As someone who has lived a life based upon the principle of strong faith, it is so very seldom that I am doubtful or pessimistic.

As a child, my mother often cautioned me against wearing “rose-colored glasses,” or in other words, always looking at the bright side of circumstances. Mom wasn’t being harsh; rather, I believe she was trying to protect me from any upcoming disappointment.

But, in spite of her cautioning, I tended to look at the upside of any situation. For instance, when I got off the school bus one evening and my beloved dog didn’t greet me, I simply believed he had left my house for a better home.

If someone I loved very dearly passed away, I wouldn’t bemoan my never seeing them again. I’d relish the fact that they weren’t suffering any longer with a prolonged, chronic illness. It was easier to be happy for an end to their suffering than it was for me to concentrate on not being able to make more memories with that person.

This isn’t to say that my life has been a tribute to positive thinking. Like anyone, I’ve had moments of struggle, particularly when my dad and grandparents died. But, I didn’t wallow. I didn’t mope.

Reared in the church, I was immensely fond of Hebrews 11:1, “Now faith is the substance of things hoped for, the evidence of things not seen.” It’s based, for me, upon the notion that God is not a God of failure. Surely if He took care of people of the Old and New Testament, I’m sure he could help take care of lowly, ole me.

This scripture from Hebrews also reminds me of the stance from the Rev. Dr. Martin Luther King, Jr. — one has to take the first step even when not able to see the staircase.

Historically, King may not have seen an immediate end to the Montgomery bus boycott (it lasted 381 days) that brought an end to discrimination onbuses, but he knew an end would be accomplished. He may not have known that the sit-ins, which originated at my alma mater, North Carolina Agricultural and Technical State University in Greensboro, on Feb. 1, 1960, would end segregation at lunch counters nationwide, but he must have known that the outcome would be better than the beginning.

How could a God who took care of slaves on plantations, sharecroppers in the South, Negro migrants to Northern cities, children integrating schools in the 60s and 70s, my daddy in Vietnam, and so many others … how could that God not care for me in a one-stoplight town in North Carolina?

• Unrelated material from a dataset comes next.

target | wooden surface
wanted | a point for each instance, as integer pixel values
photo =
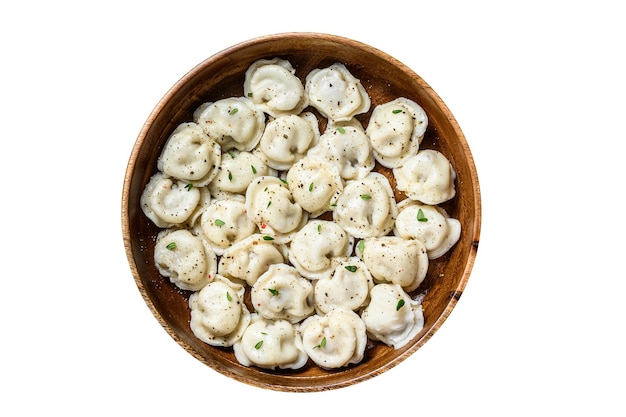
(221, 76)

I never believed He couldn’t.

But, this positive mindset is something I learned from my great-grandfather Clad, a man who lived to see a man land on the moon, the invention of the computer and personal printer, the telephone answering machine and mobile phone, automatic teller machine, the microwave and the artificial human heart.

He also saw the invention of the pacemaker, a device that helped prolong a life he lived with gusto and fervor. I’d ask granddaddy how he was, and without fail, he would say, ‘I can’t mumble or grumble.’

From that example, I learned not to complain, not to whine. The Bible teaches that as a man thinks in his heart, so is he (Proverbs 23:7).

I believe that if I think defeat, I am already defeated. Positive thinking is good physiologically. There is no need to add unnecessary stress or worry to my life, which could lead to high-blood pressure, hair loss, headaches, etc.

I’d rather read a Bible verse and live by it.

“Now faith is the substance of things hoped for, the evidence of things not seen.”